La chaleur excessive et longtemps soutenue des fourneaux mine peu à peu les ouvrages en briques ; leurs côtés ou parois deviennent incapables de supporter le poids du métal fondu, et quelquefois on en a vu crever tout à coup et laisser échapper un torrent de flamme liquide ; il est bon par conséquent d’éteindre le feu, quelque somme qu’il en coûte pour le rallumer, et d’examiner et réparer le fourneau.

Trois tonneaux ou six mille livres de fer sont quelquefois mis en fusion dans l’espace de vingt-quatre heures avec le secours des soufflets, tandis que la simple chaleur du charbon allumé, si elle n’était aidée de leur souffle, ne parviendrait pas à en mettre un quintal en fusion dans le même espace de temps.

Quand le fer, après avoir coulé du foyer par l’ouverture qu’on y a faite et après s’être refroidi, est bien homogène et aigu dans ses extrémités et dans ses coins, que le fer même est parsemé de petits points gris, on regarde cela comme un signe indiquant qu’on a saisi la véritable proportion entre la mine et les charbons ; mais s’il est troué et spongieux, c’est une marque qu’on aurait dû employer plus de mine.

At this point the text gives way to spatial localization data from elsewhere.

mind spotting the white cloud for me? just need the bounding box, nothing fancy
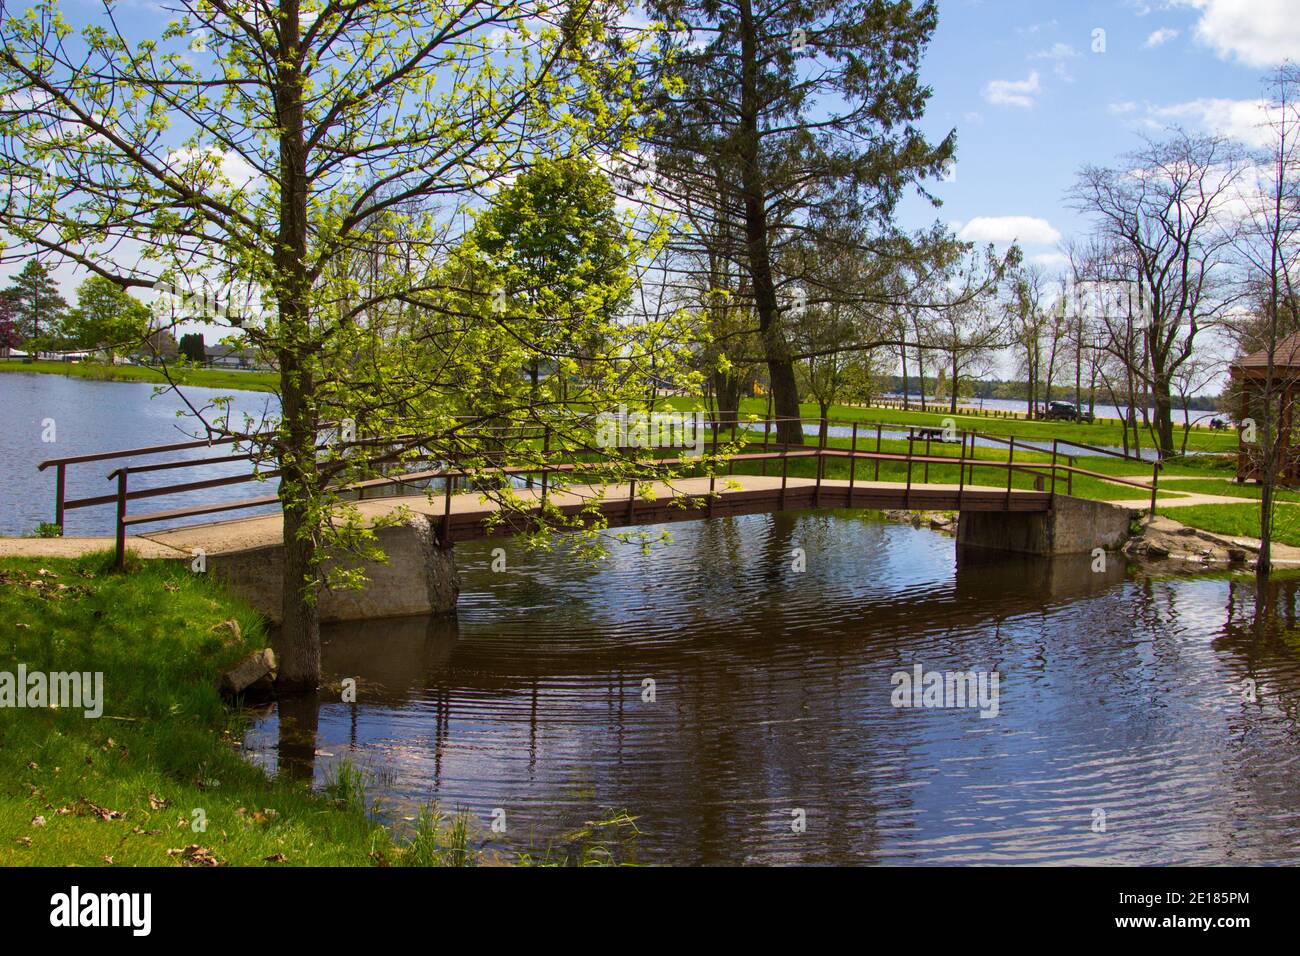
[1030,252,1070,269]
[1178,0,1300,67]
[1144,27,1180,47]
[1030,42,1080,81]
[1146,97,1274,147]
[1030,42,1080,61]
[956,216,1062,245]
[983,72,1042,109]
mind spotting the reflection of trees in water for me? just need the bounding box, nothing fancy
[263,525,1300,862]
[1218,576,1300,725]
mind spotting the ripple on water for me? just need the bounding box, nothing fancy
[243,512,1300,864]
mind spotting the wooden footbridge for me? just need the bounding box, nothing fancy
[34,416,1160,569]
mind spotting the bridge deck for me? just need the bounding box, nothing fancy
[112,474,1051,556]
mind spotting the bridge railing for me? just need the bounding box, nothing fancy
[36,414,1159,569]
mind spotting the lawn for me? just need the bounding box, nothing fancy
[662,395,1239,455]
[1151,478,1300,502]
[1155,502,1300,547]
[679,424,1190,503]
[0,552,475,866]
[0,359,277,393]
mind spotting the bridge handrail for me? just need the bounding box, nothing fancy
[38,413,1161,567]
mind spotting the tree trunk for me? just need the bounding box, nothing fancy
[900,342,909,410]
[1152,377,1175,458]
[274,332,322,690]
[950,353,959,414]
[713,369,741,427]
[737,0,801,445]
[272,0,321,691]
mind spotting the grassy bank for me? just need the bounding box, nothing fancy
[0,553,473,866]
[1156,502,1300,547]
[0,359,277,393]
[683,424,1217,503]
[666,396,1238,455]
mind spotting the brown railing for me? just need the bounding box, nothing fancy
[37,415,1159,569]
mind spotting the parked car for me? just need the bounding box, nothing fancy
[1042,401,1094,423]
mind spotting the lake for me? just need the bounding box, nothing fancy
[4,372,1299,865]
[0,371,279,536]
[245,515,1300,865]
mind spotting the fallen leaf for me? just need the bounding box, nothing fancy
[75,798,122,821]
[30,815,45,828]
[102,855,114,865]
[148,793,169,811]
[263,853,287,863]
[15,837,31,848]
[167,844,223,867]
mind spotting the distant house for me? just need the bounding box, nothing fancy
[206,344,263,369]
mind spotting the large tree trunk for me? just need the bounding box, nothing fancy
[949,353,959,414]
[1152,377,1175,458]
[272,0,321,691]
[712,369,742,428]
[276,352,322,690]
[737,0,801,445]
[900,342,909,410]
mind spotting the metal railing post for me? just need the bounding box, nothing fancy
[1150,460,1160,515]
[849,422,858,503]
[814,421,825,507]
[904,434,914,509]
[1005,437,1015,510]
[761,418,771,476]
[1051,439,1058,501]
[780,447,789,509]
[55,463,66,534]
[957,430,966,510]
[875,424,882,481]
[113,469,127,570]
[628,478,637,524]
[540,426,551,506]
[440,468,453,547]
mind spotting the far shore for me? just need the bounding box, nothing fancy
[0,358,278,393]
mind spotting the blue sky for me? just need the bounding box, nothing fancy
[898,0,1300,271]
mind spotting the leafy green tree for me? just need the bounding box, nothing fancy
[62,276,150,357]
[0,293,20,354]
[0,0,674,689]
[3,260,67,348]
[461,157,635,398]
[642,0,955,445]
[178,332,207,364]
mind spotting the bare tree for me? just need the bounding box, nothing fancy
[1071,131,1247,456]
[1230,65,1300,591]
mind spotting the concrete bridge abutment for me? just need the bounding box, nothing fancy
[956,495,1135,557]
[205,513,460,624]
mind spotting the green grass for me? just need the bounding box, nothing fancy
[0,552,637,866]
[0,553,476,867]
[664,395,1239,455]
[0,359,276,393]
[680,426,1188,503]
[1155,501,1300,546]
[1151,478,1300,502]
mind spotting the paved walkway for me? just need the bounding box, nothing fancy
[0,475,1037,559]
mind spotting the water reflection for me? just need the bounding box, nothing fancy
[243,512,1300,864]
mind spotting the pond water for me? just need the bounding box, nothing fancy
[0,371,278,536]
[244,512,1300,865]
[3,372,1295,865]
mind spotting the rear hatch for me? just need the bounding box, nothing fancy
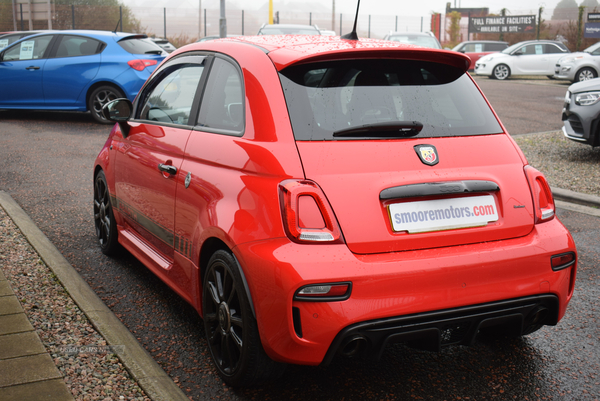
[279,54,534,254]
[296,136,534,254]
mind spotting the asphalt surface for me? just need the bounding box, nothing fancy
[0,77,599,400]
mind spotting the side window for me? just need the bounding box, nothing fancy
[519,45,539,55]
[463,43,477,52]
[139,62,206,125]
[197,57,244,133]
[55,35,102,58]
[3,36,53,61]
[544,44,563,54]
[487,43,507,51]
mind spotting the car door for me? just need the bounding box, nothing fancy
[173,55,245,300]
[0,34,55,106]
[42,34,102,107]
[543,43,569,72]
[512,43,548,74]
[113,54,208,284]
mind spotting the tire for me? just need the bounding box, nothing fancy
[575,67,597,82]
[88,85,125,124]
[202,250,284,387]
[93,170,121,256]
[492,64,510,80]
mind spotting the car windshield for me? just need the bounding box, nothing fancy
[583,41,600,53]
[387,35,440,49]
[279,59,503,140]
[501,42,524,54]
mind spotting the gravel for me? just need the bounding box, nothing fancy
[513,130,600,198]
[0,207,151,401]
[0,129,597,400]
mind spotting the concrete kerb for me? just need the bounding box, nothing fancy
[0,191,189,401]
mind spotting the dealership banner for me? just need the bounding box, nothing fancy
[585,23,600,38]
[469,15,536,34]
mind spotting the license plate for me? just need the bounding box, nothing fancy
[388,195,499,234]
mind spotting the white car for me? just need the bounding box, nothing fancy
[554,41,600,82]
[475,40,570,80]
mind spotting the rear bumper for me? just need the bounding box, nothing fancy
[234,218,576,365]
[322,294,558,365]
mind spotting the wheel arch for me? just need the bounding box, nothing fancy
[198,238,257,318]
[85,81,127,109]
[575,66,598,80]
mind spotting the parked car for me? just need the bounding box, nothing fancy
[150,37,176,53]
[452,40,508,70]
[257,24,321,35]
[561,77,600,146]
[197,34,241,42]
[554,41,600,82]
[0,30,47,50]
[383,31,442,49]
[95,34,577,387]
[0,30,166,123]
[475,40,570,80]
[320,29,337,36]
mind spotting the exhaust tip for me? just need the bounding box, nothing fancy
[338,335,368,357]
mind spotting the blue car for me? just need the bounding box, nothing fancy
[0,30,167,123]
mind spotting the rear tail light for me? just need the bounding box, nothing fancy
[279,179,343,244]
[294,283,352,301]
[127,59,158,71]
[524,166,555,223]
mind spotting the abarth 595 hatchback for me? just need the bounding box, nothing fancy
[94,34,577,387]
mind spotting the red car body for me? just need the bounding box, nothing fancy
[94,35,577,385]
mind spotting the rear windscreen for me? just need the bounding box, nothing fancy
[118,37,165,55]
[279,59,503,140]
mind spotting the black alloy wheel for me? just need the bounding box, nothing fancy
[93,170,121,256]
[88,85,125,124]
[202,250,283,386]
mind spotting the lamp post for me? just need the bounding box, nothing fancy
[332,0,335,31]
[219,0,226,38]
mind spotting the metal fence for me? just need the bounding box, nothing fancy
[1,4,599,51]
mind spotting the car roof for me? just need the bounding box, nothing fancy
[387,32,433,36]
[459,40,508,44]
[181,35,470,71]
[514,39,564,44]
[261,24,318,29]
[9,30,147,41]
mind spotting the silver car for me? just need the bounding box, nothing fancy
[383,31,442,49]
[554,41,600,82]
[561,77,600,146]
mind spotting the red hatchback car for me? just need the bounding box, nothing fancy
[94,34,577,386]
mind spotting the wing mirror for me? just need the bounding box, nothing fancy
[102,98,133,137]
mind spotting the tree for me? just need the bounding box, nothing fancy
[552,0,579,20]
[445,11,461,48]
[580,0,599,8]
[2,0,144,32]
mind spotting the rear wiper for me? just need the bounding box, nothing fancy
[333,121,423,138]
[145,50,163,55]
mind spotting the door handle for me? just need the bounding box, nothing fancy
[26,66,40,70]
[158,163,177,175]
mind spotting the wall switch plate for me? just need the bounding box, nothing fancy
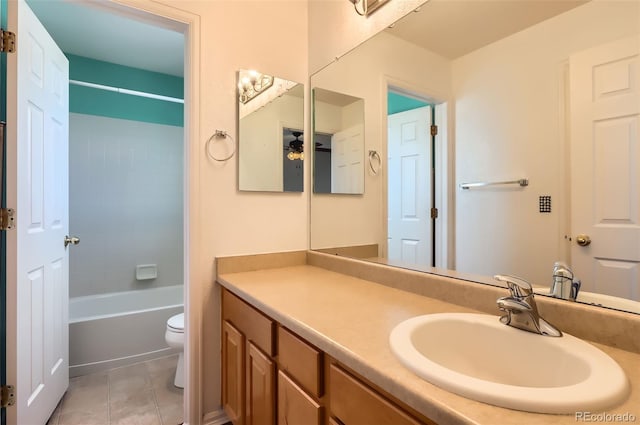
[539,196,551,213]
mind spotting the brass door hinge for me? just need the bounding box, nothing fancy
[1,29,16,53]
[430,124,438,137]
[1,385,15,408]
[430,207,438,219]
[1,208,15,230]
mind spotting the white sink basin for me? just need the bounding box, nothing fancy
[389,313,629,413]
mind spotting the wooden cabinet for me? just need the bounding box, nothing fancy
[278,327,323,397]
[278,370,323,425]
[329,364,423,425]
[222,321,245,425]
[222,290,275,425]
[221,288,435,425]
[246,343,275,425]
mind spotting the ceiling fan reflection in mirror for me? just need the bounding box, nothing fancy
[284,131,324,161]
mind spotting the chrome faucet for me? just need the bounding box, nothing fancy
[494,274,562,337]
[550,261,581,301]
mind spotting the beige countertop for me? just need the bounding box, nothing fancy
[217,264,640,425]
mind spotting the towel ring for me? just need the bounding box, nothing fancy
[205,130,235,162]
[368,150,382,175]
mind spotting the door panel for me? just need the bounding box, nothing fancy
[387,106,432,266]
[570,35,640,300]
[331,124,364,194]
[6,0,69,423]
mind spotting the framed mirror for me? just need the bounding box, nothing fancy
[238,69,304,192]
[309,0,640,314]
[312,88,365,194]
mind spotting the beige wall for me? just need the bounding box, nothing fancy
[452,0,640,285]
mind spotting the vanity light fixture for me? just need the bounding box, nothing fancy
[238,70,274,104]
[348,0,390,16]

On moule aujourd’hui la fonte de manière à en obtenir les ouvrages les plus délicats, et l’on en obtient à Berlin des empreintes de médailles aussi pures que celles en cuivre.

Le mot fonte est quelquefois employé au figuré, comme le prouve ce vers :
« Remettez, s’il vous plaît, ces deux vers à la fonte. »

On dit qu’un tableau est d’une belle fonte, pour dire que les passages des teintes sont suffisamment liés.